Fruto de esa conciencia angustiada son los descubrimientos científicos capaces de facilitarnos la existencia y las obras de arte, que la embellecen. Un camino afortunado que hace al científico y al artista olvidar la muerte y tomarse la vida en serio. Pero de la misma conciencia angustiada nace la decisión de estrellar un avión con pasajeros. Cuando pensamos en la primera realidad experimentamos la libertad como un don envidiable. Pero al considerar la segunda nos parece, más bien, que es una perversa maldición. La paradoja es que son las dos caras de una misma moneda y que están inevitablemente unidas. Ninguna de estas opciones está en el horizonte animal que vive en el eterno retorno de lo mismo.

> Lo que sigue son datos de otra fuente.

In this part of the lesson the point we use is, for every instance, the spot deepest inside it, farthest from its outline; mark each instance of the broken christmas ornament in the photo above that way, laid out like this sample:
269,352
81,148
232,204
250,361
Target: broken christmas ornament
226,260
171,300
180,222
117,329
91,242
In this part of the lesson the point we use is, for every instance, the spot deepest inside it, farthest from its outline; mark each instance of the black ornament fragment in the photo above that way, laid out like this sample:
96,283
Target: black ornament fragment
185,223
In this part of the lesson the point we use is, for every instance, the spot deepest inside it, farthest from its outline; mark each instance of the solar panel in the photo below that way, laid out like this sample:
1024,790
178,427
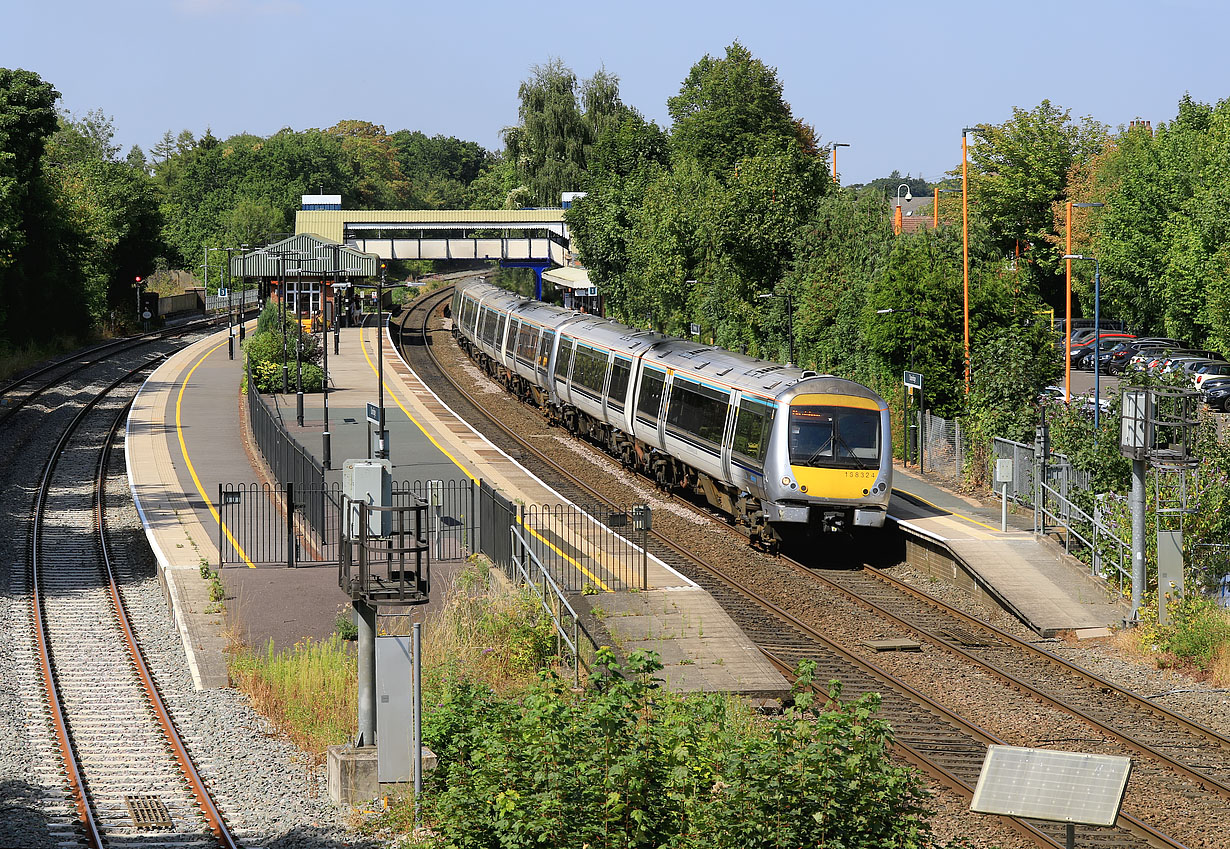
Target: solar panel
1043,784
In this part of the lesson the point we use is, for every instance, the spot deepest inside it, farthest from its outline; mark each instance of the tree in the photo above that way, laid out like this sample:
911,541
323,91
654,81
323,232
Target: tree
726,110
1019,170
33,249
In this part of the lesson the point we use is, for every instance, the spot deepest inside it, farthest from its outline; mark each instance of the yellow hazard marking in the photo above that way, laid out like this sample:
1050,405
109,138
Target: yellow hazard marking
183,449
389,390
951,512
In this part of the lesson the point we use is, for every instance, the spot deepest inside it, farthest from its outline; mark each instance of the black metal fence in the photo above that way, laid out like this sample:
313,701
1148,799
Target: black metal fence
579,545
290,463
272,524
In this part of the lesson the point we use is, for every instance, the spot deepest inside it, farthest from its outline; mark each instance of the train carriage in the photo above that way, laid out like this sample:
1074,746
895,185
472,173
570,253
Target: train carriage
773,447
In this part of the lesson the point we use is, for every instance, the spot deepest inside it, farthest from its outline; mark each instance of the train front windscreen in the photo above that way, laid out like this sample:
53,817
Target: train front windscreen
834,437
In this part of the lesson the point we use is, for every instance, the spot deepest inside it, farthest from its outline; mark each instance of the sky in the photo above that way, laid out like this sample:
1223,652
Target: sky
896,80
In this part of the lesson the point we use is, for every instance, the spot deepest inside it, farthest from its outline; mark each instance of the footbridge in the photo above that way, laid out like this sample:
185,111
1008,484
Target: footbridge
520,236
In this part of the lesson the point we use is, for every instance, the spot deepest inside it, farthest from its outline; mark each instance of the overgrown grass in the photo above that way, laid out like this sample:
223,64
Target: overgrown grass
14,361
306,692
1197,637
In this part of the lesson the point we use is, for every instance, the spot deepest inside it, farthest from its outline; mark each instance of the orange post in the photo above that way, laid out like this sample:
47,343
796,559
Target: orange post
1068,313
964,240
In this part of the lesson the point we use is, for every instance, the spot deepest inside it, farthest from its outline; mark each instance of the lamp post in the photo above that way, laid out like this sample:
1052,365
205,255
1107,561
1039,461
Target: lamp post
835,145
1097,318
905,452
964,236
790,322
935,204
326,438
897,215
383,450
1068,298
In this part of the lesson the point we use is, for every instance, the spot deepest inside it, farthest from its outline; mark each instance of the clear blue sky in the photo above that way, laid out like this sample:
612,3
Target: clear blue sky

La acción terrible de Andreas Lubitz nos hace tener nostalgia del Paraíso. De un idílico mundo mecanizado donde nunca pasa nada malo, porque, en rigor, nunca pasa nada. Nostalgia de la animalidad, de la seguridad total, de la infancia. El piloto alemán nos aterra. Y nos aterra más cuanto más inconsistente es la cadena causal que explica su conducta, pues más se evidencia entonces su humana espontaneidad. Intentamos comprender. Quisiéramos pensar que estrelló el avión por profundas razones. Oscuras y equivocadas razones que expertos en el alma humana se encargarían de esclarecer. Pero el motivo banal o el porque sí solo consigue aumentar nuestra zozobra. Afirmar que estaba loco tampoco nos tranquiliza. Locura es la palabra que utilizamos para constatar que no entendemos nada.

El horror ante la terrible hazaña de Andreas Lubitz es el horror ante nuestra propia conciencia (la nuestra y la de los otros): espontaneidad monstruosa y angustiada capaz de lo mejor y lo peor. Todos tenemos una. Heidegger define al hombre como ser para la muerte, pero su díscola discípula, Hannah Arendt, le rectifica: somos seres que morimos; pero no estamos hechos para morir, estamos hechos para iniciar algo nuevo. Y sin embargo la reflexión de Arendt no varía lo esencial. Cada nacimiento humano es la promesa de una innovación, maravillosa a veces y terrible e incomprensible en ocasiones. La conciencia es el piloto misterioso que, en definitiva, dirige cada una de nuestras vidas. Todas las mañanas, cuando salimos a la calle, embarcamos en un avión.